How treecomp.py works

python's dircmp class

treecomp.py uses the python standard library filecmp, dedicated to the purpose of comparing files and directories. Part of filecmp is a class named dircmp for comparing two directory trees. In filecmp jargon, these two directory trees are named

  • left (corresponds to our "new")
  • right (corresponds to our "old")

filecmp.dircmp is discussed here: http://www.python.org/doc/2.5/lib/dircmp-objects.html

treecomp.py (or better: treecomplib.py, see below)
uses the following methods:

  • right_only – gives you all file names that are present in the old directory. Used for detecting the violation of the assumption that the new tree shall be a superset of the old tree, in terms of filenames (see treecomp.py overview). If there are any entries in this list, an exception is thrown to signal the violation.
  • left_only – gives you all file names that are present in the new directory. Used for finding the files denoted by "xtra:" in the output.
  • diff_files – gives you all file names that are different. Used for finding the files denoted by "diff:" in the output.

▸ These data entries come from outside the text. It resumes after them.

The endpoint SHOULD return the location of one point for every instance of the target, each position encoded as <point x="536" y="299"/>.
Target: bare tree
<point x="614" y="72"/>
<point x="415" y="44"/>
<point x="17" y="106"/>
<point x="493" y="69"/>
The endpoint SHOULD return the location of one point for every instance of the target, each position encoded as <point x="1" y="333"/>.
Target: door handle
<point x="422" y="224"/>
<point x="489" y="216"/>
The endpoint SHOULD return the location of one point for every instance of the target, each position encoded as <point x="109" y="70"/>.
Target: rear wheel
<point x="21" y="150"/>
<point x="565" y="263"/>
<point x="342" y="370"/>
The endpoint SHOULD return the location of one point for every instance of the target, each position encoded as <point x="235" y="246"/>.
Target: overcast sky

The actual work of comparing is encoded in treecomplib.py, this file also contains the unit-tests and can be run stand-alone, i.e. running treecomplib.py without parameters will run the unit-tests:

C:\Development\Remotion-Contrib\PhoneBook\trunk\tools>treecomplib.py
....
----------------------------------------------------------------------
Ran 4 tests in 0.009s

OK

The actual tool treecomp.py is more or less a simple report-generator for printing the batch file with copy commands to stdout.

CmpWalkerCore

CmpWalkerCore walks the directories in the tree recursively and stores what it finds along the way in a parameter named accu (this is how Lisp-people learn to do such things in recursions (: ).

CmpWalkerCore creates a dircmp object instance, essentially a "DOM tree" of the directory trees inspected. It is most certainly possible to call filecmp.dircmp just once and walk the resulting tree recursively, but we found that this is more work than recursing thru the subdirectories and calling filecmp.dircmp for each sub-directory anew.

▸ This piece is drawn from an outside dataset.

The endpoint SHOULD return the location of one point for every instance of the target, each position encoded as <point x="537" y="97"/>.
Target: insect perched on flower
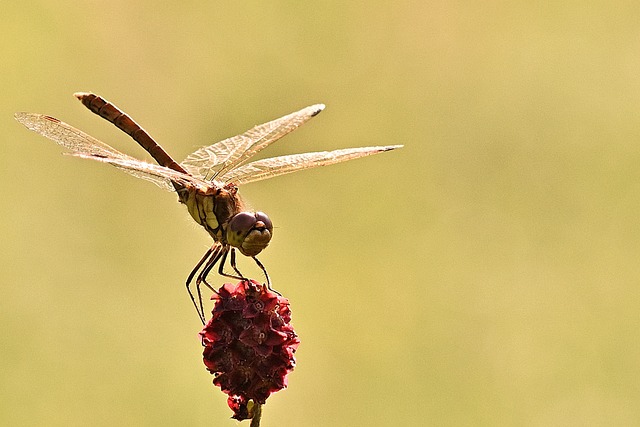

CmpWalker is a wrapper function for hiding the accu.

Ignore list

What's cool about dircmp is the optional ignorelist-parameter: we use it to filter out .svn directories. These are not compared. The dircmp documentation (http://www.python.org/doc/2.5/lib/dircmp-objects.html) explicitly lists "RCS", "CVS" as examples for such filtering.
Batteries included!

Unit-tests

Unit-tests basically perform the toy exercises discussed in using treecomp.py programmatically and check the results.